Parallel task execution in Ansible

By Abhijit Menon-Sen <ams@toroid.org>

2015-11-12

At work, I have a playbook that uses the Ansible ec2 module to provision a number of EC2 instances. The task in question looks something like this:

- name: Set up EC2 instances
  ec2:
    region: "{{ item.region }}"
    instance_type: "{{ item.type }}"
    …
    wait: yes
  with_items: instances
  register: ec2_instances

Later tasks use instance ids and other provisioning data, so each task must wait until it's completed; but provisioning instances can take a long time—up to several minutes for spot instances—so creating a 32-node cluster this way is painfully slow. The obvious solution is to create the instances in parallel.

Ansible will, of course, dispatch tasks to multiple hosts in parallel, but in this case all the tasks must run against localhost. Besides, although each iteration of a loop is executed separately, it's not possible to dispatch them in parallel. Multiple hosts can be made to execute the entire loop in parallel, but it's not possible to hand off one iteration to one host and another to a different host in parallel.
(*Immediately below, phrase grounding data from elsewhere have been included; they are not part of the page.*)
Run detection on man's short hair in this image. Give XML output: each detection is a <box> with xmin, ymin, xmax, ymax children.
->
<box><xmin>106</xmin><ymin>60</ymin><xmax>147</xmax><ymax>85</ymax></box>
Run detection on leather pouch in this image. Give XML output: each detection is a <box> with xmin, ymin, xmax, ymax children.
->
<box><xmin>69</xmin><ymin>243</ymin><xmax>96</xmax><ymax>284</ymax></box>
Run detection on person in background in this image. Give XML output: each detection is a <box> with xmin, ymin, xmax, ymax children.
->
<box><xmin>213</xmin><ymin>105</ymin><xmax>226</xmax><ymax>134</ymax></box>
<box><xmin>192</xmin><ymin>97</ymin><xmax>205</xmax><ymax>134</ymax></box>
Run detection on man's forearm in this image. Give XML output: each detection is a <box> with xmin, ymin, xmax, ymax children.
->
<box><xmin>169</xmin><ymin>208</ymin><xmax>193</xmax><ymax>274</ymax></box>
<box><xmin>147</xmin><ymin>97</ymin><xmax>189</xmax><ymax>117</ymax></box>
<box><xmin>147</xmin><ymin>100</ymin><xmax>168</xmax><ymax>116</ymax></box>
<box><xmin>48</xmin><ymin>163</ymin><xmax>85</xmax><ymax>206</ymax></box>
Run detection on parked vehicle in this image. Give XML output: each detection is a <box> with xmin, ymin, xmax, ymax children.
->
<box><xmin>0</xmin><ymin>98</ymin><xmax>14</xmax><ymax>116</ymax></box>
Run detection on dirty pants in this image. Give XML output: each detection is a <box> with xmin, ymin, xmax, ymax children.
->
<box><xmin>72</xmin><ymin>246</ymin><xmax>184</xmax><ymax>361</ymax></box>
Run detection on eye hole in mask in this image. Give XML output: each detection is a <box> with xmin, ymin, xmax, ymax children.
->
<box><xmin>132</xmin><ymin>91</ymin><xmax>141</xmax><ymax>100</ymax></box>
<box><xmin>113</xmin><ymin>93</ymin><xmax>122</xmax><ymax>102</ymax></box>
You can get close with “delegate_to: {{item}}”, but each step of the loop will be completed before the next is executed (with Ansible 2, it's possible that a custom strategy plugin could dispatch delegated loop iterations in parallel, but the included free execution strategy doesn't work this way). The solution is to use “fire-and-forget” asynchronous tasks and wait for them to complete:

- name: Set up EC2 instances
  ec2:
    …
    wait: yes
  with_items: instances
  register: ec2_instances
  async: 7200
  poll: 0

- name: Wait for instance creation to complete
  async_status: jid={{ item.ansible_job_id }}
  register: ec2_jobs
  until: ec2_jobs.finished
  retries: 300
  with_items: ec2_instances.results

This will move on immediately from each iteration without waiting for the task to complete, and separately wait for the tasks to complete using async_status. The 7200 and 300 are arbitrary “longer than it could possibly take” choices. Note that we are polling the completion status one by one, so we'll start polling for the completion of iteration #2 only after #1 is complete, no matter how long either task takes. But in this case, since I have to wait for all of the tasks to complete anyway, it doesn't matter.